In his fourth issue, appellant argues that the evidence is factually insufficient to support the trial court's finding that appellant engaged in delinquent conduct by committing the three offenses of indecency with a child. In juvenile cases, we apply the standards used in criminal cases to determine the legal and factual sufficiency of the evidence. In re A.B., 133 S.W.3d 869, 871 (Tex. App.--Dallas 2004, no pet.) (legal sufficiency); In re Z.L.B., 115 S.W.3d 188, 190 (Tex. App.--Dallas 2003, no pet.) (factual sufficiency). In a factual sufficiency review, we determine whether a neutral review of all the evidence demonstrates that the proof of guilt is so obviously weak as to undermine confidence in the jury's determination or, although adequate if taken alone, is greatly outweighed by contrary proof. In re J.W., 198 S.W.3d 327, 330 (Tex. App.--Dallas 2006, pet. denied).
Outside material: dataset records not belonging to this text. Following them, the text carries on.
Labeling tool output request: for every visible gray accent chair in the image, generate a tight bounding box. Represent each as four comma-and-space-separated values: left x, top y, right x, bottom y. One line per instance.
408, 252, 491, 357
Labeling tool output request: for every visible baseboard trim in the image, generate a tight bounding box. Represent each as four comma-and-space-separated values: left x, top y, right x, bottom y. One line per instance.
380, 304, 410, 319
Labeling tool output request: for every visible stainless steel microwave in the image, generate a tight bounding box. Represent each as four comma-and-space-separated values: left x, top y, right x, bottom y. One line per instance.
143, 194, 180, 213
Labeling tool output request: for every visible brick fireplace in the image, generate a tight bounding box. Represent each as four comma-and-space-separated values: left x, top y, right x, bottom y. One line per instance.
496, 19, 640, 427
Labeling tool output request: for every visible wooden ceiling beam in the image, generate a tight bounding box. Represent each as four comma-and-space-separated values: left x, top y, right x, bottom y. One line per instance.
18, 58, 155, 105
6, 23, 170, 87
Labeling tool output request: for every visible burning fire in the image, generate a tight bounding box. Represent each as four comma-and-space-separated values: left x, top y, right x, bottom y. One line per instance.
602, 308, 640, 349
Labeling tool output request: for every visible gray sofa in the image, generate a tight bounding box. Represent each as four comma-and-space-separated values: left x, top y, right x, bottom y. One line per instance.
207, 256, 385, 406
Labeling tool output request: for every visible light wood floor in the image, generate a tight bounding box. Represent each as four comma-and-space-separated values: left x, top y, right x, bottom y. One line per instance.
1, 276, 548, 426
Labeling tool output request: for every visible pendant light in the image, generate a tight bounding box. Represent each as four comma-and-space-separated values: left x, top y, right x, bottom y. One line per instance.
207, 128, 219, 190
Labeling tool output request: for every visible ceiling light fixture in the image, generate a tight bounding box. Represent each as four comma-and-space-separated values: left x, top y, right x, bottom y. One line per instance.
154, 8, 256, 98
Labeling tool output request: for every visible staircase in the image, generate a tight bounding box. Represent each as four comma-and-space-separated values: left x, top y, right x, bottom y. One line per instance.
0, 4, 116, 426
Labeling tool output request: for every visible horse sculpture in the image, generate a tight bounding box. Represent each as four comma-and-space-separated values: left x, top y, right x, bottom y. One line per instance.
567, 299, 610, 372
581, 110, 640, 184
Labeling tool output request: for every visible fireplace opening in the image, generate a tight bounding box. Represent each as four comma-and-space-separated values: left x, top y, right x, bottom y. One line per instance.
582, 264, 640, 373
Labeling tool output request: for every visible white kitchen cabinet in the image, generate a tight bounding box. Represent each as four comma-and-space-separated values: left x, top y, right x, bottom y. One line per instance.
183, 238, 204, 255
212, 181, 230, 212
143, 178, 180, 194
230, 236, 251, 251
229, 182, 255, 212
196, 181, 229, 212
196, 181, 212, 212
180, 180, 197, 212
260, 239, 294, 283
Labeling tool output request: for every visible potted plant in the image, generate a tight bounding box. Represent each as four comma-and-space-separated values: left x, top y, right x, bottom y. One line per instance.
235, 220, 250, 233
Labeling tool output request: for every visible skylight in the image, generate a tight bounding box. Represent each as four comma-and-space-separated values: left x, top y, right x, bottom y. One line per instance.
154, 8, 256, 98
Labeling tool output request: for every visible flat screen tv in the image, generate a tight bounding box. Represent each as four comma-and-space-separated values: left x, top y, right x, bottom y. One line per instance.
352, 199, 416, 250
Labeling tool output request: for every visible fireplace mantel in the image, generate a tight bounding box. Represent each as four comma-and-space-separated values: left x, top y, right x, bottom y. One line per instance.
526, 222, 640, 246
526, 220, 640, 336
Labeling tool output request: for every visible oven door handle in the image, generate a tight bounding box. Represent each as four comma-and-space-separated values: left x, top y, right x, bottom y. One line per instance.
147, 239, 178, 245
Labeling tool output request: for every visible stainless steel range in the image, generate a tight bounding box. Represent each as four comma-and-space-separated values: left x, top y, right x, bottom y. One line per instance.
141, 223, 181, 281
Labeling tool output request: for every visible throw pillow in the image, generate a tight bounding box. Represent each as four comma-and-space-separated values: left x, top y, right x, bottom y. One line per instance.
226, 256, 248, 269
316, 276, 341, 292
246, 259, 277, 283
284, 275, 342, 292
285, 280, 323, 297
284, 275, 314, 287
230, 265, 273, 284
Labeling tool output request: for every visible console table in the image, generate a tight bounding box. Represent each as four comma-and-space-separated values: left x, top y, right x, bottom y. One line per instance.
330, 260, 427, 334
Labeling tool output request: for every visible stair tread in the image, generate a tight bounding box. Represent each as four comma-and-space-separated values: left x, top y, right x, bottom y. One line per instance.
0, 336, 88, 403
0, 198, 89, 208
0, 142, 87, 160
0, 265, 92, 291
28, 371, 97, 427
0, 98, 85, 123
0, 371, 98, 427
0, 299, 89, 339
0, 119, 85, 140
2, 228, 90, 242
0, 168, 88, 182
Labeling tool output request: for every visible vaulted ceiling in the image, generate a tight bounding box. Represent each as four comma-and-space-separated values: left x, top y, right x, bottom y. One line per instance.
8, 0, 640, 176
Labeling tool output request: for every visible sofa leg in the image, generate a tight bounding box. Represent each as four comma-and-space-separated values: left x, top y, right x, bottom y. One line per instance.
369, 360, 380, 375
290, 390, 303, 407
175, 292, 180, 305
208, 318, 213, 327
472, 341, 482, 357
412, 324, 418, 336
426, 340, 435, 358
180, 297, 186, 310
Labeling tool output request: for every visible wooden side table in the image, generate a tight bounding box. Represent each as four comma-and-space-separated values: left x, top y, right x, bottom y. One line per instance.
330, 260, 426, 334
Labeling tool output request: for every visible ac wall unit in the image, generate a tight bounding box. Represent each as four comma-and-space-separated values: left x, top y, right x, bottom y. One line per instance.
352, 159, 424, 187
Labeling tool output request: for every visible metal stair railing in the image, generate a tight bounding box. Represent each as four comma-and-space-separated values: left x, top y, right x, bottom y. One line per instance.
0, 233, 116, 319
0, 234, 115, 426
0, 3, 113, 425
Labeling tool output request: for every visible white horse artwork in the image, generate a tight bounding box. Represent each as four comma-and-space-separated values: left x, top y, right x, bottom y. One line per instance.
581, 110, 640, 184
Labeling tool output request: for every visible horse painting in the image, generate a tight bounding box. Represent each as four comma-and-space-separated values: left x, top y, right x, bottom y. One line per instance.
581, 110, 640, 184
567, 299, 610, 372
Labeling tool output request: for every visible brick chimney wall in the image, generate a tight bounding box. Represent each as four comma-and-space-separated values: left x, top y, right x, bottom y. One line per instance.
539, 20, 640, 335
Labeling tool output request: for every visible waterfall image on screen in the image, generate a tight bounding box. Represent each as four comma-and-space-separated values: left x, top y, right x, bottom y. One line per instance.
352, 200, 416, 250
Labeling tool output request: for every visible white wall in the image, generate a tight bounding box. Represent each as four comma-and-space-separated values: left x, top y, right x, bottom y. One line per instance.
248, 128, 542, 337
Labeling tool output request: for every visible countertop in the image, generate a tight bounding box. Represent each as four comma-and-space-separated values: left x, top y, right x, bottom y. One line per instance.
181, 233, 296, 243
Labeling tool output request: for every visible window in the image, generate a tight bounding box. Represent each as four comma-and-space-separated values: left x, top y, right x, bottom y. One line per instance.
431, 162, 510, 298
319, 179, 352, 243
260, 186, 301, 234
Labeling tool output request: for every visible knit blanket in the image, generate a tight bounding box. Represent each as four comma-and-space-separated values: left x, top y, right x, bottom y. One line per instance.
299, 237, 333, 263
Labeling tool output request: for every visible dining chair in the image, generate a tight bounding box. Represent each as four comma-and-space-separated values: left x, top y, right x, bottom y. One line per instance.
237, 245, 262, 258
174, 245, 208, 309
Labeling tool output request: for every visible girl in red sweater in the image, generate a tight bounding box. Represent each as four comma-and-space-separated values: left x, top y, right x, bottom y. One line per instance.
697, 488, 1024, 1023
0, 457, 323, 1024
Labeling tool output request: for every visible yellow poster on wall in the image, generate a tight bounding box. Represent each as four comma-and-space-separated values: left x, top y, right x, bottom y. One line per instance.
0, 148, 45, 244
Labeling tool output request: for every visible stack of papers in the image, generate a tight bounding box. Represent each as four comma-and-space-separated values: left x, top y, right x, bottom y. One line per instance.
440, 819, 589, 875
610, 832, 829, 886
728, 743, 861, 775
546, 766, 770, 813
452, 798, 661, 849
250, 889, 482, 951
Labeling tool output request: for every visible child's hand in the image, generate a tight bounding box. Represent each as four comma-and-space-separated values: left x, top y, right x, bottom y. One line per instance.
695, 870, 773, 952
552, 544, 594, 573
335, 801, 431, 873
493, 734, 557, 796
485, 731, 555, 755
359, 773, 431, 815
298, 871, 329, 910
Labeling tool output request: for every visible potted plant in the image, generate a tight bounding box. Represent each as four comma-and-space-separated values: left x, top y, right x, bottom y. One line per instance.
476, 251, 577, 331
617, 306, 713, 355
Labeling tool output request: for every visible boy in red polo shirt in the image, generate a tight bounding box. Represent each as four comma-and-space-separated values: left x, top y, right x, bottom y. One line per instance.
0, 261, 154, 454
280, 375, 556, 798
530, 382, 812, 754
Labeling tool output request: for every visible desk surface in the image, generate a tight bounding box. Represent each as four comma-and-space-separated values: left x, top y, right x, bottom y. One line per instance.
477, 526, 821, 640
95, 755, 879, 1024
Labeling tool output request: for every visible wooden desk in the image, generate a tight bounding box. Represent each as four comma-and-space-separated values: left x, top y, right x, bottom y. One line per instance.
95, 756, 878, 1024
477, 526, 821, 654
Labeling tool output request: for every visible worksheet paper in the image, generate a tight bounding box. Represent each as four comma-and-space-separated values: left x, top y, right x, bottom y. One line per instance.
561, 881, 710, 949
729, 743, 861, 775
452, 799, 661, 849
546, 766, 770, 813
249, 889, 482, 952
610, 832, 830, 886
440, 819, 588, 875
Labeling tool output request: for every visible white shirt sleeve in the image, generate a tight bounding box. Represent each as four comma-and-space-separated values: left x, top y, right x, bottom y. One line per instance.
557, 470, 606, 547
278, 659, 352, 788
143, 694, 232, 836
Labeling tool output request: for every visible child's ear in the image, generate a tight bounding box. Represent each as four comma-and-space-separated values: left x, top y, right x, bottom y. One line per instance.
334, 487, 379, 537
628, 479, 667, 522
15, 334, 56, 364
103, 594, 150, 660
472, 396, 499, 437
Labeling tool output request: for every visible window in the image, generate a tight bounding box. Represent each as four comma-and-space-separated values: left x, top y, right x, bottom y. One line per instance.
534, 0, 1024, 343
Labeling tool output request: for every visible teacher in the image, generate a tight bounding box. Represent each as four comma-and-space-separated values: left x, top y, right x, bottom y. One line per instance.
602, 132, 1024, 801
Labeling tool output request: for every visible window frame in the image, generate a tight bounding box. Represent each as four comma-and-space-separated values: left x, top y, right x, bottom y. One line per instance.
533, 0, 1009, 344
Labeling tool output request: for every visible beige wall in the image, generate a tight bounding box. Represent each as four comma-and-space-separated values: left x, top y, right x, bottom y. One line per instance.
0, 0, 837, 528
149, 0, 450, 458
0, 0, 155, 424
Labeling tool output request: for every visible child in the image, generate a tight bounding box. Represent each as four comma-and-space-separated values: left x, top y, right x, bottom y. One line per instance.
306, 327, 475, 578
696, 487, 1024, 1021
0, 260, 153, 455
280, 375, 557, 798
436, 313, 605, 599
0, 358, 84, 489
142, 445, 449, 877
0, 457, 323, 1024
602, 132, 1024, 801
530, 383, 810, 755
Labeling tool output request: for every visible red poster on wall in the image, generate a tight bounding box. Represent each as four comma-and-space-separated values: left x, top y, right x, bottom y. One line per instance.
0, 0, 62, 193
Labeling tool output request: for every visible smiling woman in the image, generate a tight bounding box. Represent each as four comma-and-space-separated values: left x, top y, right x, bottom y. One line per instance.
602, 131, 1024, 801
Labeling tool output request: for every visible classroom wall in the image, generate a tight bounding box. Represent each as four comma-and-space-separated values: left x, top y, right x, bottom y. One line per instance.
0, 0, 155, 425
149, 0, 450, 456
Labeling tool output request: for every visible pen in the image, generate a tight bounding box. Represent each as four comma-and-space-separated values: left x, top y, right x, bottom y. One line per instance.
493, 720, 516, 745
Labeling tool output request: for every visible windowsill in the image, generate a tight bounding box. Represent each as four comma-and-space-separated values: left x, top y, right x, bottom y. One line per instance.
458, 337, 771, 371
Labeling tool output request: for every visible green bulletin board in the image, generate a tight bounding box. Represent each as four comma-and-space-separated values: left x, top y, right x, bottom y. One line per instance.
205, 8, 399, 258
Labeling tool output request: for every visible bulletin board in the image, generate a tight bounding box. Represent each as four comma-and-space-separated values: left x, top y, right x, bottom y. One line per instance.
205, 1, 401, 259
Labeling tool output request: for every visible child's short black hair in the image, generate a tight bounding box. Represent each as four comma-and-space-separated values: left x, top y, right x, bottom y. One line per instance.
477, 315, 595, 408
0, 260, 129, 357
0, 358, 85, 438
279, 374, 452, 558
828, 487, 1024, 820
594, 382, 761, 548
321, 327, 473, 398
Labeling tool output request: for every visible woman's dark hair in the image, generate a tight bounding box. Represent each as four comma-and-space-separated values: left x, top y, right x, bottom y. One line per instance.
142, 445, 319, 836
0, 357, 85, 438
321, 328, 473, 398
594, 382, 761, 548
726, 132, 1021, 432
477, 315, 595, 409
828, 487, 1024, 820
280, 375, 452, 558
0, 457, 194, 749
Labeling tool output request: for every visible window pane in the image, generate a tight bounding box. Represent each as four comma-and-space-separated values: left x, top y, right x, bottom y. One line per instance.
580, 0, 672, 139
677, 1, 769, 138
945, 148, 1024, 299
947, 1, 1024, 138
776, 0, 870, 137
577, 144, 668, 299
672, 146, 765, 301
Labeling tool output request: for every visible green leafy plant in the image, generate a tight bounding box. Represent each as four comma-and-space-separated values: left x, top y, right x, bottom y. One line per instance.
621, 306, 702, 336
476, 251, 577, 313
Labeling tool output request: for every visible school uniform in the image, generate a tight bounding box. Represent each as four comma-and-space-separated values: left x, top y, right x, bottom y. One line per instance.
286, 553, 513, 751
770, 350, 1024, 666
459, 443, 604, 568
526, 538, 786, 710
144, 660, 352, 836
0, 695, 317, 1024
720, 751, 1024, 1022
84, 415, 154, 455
The only element of the offenses contested in this issue concern whether appellant acted with the intent to arouse or gratify his sexual desire. See Tex. Penal Code Ann. 21.11(a). Appellant maintains that the evidence is factually insufficient because there is conflicting evidence as to whether he had an erection. We disagree that the evidence is factually insufficient. Intent is a question of fact and may be inferred from the acts, words, and conduct of the accused. Manrique v. State, 994 S.W.2d 640, 649 (Tex. Crim. App. 1999). The requisite specific intent to arouse or gratify the sexual desire of any person can be inferred from the defendant's conduct, his remarks and all surrounding circumstances. McKenzie v. State, 617 S.W.2d 211, 216 (Tex. Crim. App. 1981) (citing Bowles v. State, 550 S.W.2d 84, 85-86 (Tex. Crim. App. 1977); Turner v. State, 600 S.W.2d 927, 929 (Tex. Crim. App. 1980)). No oral expression of intent is necessary, nor is visible evidence of sexual arousal required. Id.; Wallace v. State, 52 S.W.3d 231, 235 (Tex. App.--El Paso 2001, no pet.).

There is no dispute that appellant committed the acts detailed in footnote 1 of this opinion. Given the overwhelming evidence establishing these acts and considering the evidence, albeit contested, that appellant also made threats to "rape" the complainants and perform oral sex on them, there is ample evidence for the jury to have rationally concluded that appellant acted with the intent to arouse or gratify his sexual desire. See Tex. Penal Code Ann. 21.11(a); McKenzie, 617 S.W.2d at 216; Wallace, 52 S.W.3d at 235. The proof of guilt is not so obviously weak as to undermine confidence in the jury's determination. In re J.W., 198 S.W.3d at 330. Nor is the proof of guilt greatly outweighed by contrary proof. Id. Appellant's fourth issue is overruled.

V. Conclusion

The judgment of the trial court is affirmed.

 

DORI CONTRERAS GARZA,

Justice

 

Memorandum opinion delivered and

filed this the 22nd day of February, 2007.

1. The State's petition alleged that appellant committed indecency with a child on three different occasions involving three different victims. The petition made the following allegations: (1) appellant grabbed the genitals of one boy while in the locker room at school; (2) appellant took his penis in his hand and rubbed it on the head and shoulders of another victim; and (3) appellant grabbed the genitals of a third boy. After hearing evidence and arguments presented by counsel, a jury found each of the foregoing allegations to be true.